Every quarter we have a “Making Things Day” where each employee is invited to work for one day on something innovative, maybe in a personal area of interest or just something different to what they do every day.
Notwithstanding the member of R&D that misinterpreted the day as “Baking Things Day” and produced their first cake (very tasty I might add, thanks Andy), I thought I would write about a project a couple of us worked on using the Microsoft Kinect.
The Kinect of course is an excellent example of how a natural user interface, or NUI, can be implemented, and as such it makes it very easy to use gestures and body movement to control things. So we decided we would try using it to control sound.
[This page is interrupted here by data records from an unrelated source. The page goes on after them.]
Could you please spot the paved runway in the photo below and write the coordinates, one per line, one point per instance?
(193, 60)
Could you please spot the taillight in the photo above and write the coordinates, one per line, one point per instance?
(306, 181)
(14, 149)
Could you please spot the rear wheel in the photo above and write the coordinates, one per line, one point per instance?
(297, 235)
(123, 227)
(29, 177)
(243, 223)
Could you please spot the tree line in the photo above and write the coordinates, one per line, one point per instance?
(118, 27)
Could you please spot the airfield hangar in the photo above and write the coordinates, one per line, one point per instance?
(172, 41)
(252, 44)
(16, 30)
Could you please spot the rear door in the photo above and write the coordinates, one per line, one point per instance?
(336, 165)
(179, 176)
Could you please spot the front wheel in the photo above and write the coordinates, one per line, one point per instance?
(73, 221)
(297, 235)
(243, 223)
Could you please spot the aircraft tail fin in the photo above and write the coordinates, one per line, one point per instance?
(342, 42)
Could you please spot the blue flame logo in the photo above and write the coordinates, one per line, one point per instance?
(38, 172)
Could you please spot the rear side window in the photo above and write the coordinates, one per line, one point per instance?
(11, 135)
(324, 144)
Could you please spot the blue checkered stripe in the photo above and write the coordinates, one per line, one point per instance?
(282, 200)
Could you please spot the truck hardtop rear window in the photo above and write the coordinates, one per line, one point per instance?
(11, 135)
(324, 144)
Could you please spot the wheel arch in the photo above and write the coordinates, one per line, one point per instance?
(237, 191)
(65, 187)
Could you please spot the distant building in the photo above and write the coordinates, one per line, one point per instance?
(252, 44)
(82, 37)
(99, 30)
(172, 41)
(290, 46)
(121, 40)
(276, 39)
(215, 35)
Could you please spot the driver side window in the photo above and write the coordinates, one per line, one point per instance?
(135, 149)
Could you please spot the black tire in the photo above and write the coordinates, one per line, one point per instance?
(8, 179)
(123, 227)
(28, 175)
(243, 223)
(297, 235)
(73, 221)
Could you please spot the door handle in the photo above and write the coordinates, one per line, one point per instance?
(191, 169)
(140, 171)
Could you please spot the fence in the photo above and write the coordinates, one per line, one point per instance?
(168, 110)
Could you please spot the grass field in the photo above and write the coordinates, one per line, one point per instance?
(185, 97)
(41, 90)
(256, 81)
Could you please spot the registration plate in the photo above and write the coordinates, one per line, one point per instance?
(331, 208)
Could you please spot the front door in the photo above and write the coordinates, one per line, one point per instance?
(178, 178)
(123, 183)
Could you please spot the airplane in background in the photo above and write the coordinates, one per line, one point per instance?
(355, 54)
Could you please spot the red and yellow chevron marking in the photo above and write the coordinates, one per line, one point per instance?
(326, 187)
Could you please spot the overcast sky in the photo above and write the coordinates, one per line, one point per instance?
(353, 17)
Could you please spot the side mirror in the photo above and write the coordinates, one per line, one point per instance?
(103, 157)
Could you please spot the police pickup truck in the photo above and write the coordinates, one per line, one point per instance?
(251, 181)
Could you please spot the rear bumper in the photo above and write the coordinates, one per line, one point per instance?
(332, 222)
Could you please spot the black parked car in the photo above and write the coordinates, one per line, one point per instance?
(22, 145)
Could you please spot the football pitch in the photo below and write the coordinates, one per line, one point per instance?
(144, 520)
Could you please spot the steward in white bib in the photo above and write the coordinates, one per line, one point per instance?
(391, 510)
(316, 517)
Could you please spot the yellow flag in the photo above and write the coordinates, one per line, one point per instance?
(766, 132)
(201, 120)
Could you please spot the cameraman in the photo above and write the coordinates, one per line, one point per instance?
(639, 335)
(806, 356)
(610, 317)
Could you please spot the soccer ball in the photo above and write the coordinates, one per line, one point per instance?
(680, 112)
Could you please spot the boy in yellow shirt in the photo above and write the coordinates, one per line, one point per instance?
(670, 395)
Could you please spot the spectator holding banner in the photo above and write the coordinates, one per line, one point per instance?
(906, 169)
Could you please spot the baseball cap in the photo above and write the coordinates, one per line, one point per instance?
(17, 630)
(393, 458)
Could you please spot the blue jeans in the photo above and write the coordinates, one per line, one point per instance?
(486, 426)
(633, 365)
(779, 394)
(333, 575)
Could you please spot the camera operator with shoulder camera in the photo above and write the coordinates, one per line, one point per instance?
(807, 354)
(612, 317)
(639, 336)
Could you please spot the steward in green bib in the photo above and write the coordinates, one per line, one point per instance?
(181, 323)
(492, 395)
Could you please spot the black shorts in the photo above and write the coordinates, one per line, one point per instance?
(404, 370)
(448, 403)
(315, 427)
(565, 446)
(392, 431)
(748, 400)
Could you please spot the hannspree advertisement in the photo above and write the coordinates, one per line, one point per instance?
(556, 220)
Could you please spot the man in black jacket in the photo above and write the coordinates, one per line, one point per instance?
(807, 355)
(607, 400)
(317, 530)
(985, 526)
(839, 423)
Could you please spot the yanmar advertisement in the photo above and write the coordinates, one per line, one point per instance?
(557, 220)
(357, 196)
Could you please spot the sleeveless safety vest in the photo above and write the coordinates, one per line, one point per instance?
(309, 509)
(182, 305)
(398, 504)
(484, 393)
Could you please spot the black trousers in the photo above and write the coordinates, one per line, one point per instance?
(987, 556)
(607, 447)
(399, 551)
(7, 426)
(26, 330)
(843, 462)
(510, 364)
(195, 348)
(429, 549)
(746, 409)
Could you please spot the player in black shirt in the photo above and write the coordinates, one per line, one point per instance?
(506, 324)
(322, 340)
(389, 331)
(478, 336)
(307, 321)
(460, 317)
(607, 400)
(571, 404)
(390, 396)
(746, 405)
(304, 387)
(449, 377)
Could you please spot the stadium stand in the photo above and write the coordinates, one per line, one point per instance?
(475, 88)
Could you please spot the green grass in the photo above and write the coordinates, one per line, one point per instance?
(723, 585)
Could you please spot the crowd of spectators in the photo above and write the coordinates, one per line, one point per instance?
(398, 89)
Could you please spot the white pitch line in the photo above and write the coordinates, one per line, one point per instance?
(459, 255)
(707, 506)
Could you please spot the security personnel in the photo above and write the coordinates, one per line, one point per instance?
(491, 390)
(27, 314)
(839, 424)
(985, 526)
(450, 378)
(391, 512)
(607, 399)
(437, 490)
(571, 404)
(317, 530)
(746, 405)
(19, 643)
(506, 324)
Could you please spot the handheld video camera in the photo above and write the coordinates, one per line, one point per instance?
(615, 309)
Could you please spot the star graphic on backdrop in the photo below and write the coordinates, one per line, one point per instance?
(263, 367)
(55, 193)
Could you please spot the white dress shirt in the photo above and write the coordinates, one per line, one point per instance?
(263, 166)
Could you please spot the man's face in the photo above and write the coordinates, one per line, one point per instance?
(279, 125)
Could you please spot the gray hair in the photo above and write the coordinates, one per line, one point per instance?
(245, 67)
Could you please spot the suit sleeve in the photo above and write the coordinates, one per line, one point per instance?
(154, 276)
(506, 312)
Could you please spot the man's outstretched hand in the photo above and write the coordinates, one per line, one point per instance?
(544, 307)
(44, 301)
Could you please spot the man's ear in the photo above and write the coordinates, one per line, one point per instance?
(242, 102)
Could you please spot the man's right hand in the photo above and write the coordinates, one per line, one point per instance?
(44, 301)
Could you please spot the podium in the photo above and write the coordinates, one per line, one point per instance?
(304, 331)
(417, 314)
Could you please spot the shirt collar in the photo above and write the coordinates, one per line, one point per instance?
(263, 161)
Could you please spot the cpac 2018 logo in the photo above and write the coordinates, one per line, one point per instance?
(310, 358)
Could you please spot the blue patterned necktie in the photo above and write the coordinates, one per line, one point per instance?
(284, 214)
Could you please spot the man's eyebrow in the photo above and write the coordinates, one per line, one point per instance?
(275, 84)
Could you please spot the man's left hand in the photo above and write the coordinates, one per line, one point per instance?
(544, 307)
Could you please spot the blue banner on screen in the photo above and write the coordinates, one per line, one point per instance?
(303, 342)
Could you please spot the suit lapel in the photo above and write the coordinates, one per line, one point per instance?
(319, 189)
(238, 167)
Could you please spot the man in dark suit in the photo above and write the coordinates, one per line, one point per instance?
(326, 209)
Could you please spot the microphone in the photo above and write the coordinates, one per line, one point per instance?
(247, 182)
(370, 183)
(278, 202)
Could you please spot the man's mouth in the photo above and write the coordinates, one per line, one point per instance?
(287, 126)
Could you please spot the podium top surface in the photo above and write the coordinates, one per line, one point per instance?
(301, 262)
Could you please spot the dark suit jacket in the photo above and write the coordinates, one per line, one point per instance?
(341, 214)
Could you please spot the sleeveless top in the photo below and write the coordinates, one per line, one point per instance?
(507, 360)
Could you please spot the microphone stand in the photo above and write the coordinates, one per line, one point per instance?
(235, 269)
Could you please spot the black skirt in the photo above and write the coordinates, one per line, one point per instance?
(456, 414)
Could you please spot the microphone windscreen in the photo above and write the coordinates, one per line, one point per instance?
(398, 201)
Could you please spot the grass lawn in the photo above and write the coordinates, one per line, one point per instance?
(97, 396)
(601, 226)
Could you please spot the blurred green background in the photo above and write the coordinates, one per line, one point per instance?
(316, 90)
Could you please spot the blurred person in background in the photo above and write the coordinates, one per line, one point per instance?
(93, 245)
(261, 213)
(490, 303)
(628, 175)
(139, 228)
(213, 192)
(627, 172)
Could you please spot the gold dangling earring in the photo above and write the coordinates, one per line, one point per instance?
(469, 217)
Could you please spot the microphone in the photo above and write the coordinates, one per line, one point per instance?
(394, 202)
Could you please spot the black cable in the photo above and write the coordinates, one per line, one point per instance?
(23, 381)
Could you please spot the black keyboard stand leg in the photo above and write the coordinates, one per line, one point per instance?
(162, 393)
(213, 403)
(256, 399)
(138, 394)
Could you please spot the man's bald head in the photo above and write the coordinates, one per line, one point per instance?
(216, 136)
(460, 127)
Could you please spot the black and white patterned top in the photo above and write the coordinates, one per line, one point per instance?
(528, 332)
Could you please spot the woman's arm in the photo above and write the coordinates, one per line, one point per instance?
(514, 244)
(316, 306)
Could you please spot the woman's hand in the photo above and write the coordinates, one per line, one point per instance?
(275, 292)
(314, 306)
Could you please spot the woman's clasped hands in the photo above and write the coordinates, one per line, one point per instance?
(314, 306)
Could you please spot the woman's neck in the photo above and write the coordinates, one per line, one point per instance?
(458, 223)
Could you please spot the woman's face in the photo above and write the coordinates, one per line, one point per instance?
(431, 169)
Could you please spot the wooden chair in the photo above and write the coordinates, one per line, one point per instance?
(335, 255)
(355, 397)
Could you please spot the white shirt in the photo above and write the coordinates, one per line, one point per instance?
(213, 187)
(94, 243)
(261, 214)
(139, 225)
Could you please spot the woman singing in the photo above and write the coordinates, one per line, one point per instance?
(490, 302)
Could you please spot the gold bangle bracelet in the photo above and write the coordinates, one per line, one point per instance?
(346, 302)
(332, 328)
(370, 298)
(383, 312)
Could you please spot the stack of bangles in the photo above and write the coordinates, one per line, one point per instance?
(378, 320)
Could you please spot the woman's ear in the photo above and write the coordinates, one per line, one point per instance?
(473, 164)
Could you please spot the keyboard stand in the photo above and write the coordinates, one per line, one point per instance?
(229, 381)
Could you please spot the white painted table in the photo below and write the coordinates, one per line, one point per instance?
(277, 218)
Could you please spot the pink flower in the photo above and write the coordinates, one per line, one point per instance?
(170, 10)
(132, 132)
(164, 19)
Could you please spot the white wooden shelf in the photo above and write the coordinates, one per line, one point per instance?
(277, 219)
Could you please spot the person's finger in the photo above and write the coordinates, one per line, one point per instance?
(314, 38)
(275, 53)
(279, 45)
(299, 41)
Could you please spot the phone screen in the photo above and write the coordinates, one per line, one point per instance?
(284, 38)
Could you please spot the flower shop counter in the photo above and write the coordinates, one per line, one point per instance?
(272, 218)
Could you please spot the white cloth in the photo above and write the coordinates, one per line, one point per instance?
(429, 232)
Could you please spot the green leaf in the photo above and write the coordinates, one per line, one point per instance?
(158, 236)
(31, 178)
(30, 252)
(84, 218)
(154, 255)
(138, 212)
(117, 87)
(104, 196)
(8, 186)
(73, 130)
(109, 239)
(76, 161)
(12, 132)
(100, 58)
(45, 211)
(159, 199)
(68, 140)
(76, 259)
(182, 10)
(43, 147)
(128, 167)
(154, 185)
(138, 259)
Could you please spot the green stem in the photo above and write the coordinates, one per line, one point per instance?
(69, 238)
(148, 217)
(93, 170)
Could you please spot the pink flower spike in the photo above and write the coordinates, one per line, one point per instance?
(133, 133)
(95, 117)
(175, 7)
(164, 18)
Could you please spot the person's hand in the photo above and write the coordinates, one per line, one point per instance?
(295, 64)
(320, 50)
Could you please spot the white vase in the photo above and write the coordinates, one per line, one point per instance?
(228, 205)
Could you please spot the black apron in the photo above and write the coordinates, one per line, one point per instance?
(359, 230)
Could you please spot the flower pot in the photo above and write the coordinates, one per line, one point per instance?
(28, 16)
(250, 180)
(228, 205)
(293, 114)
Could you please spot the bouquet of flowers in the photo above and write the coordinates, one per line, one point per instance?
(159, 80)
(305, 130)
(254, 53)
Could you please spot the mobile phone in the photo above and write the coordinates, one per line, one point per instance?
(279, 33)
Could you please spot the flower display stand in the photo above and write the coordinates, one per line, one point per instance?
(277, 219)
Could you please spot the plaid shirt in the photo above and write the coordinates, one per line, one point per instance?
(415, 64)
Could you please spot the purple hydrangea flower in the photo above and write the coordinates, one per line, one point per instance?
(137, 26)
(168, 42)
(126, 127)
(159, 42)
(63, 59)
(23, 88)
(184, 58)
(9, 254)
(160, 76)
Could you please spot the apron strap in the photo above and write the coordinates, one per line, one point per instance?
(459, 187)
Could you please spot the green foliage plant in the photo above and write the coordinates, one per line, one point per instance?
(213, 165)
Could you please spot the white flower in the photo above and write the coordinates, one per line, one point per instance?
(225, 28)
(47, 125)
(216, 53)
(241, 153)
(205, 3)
As we could not obtain a Kinect for Windows sensor in time, we used the Kinect Xbox sensor. One key difference is that the Windows sensor supports “Near Mode”, allowing it to be used with objects as close as 40 cm, while the Xbox sensor requires a minimum distance of 80 cm.
We already have an app (called simply Automap and available in the App Store) that allows the iPhone to work as a controlling device for Automap Server. The app allows you to use your iPhone to control any parameter of an Automap client (such as an effect plugin, virtual instrument plugin, DAW mixer, external MIDI device…) simply by configuring appropriate mappings in the Automap Server application (which runs on your PC or Mac).
So we thought the easiest way to get up and running would be to create a Windows application using the Kinect C++ API, adapting it to speak the same protocol as the existing iPhone device so that it could connect to Automap Server without too many modifications.
The Kinect SDK supports a vast array of sensor information, including depth frames (where each pixel in the frame is given RGB values and its distance from the sensor), skeletal tracking, microphone, speech recognition etc. We decided to base our implementation on the skeleton tracking API. The returned skeletal data updates at 30 frames per second, and each frame contains the 3D positions of 20 skeletal vertices (head, shoulder left, elbow left etc.) for each of up to 2 people in the scene. Additionally, up to 4 other people can be tracked, but only in passive mode, where only the position of their centre of mass is reported rather than their full skeletal data.
Fortunately, the Kinect SDK includes a sample application called Skeletal Viewer which tracks the image from the Kinect’s camera and superimposes the interpreted skeleton on top of the frame. We adapted this application, adding the SDKs for Automap and Bonjour (for the network communication), and a console window to output debug information in real-time.
We decided to use the vertical positions of the left hand and right hand as continuous controllers, and the left and right foot positions as toggles. Then we used Automap Server to map these as follows:
- LH vertical position → cutoff frequency
- RH vertical position → resonance
- LH foot tap 25 cm to left → next preset
- RH foot tap 25 cm to right → toggle reverb on/off
After playing with this for a bit, we thought it would be nice to add some rhythm, with the ability to start and stop it. So we mapped a hand clap to start/stop the transport, and used it to control playback of a simple loop.
- hand clap → start/stop transport
A hand-clap event was defined as the distance between the left hand and right hand vertices decreasing below 0.5m, provided this event has not occurred within the last second (to prevent spurious toggling).
Check out the video to see what we got up to!
Future directions could include:
- choice of a particular scale for the cutoff frequency rather than a continuous value
- enhancement of Automap Server to add a custom UI for the Kinect
- support for additional gestures
What ideas do you have for how a NUI could be used in next generation music and audio production?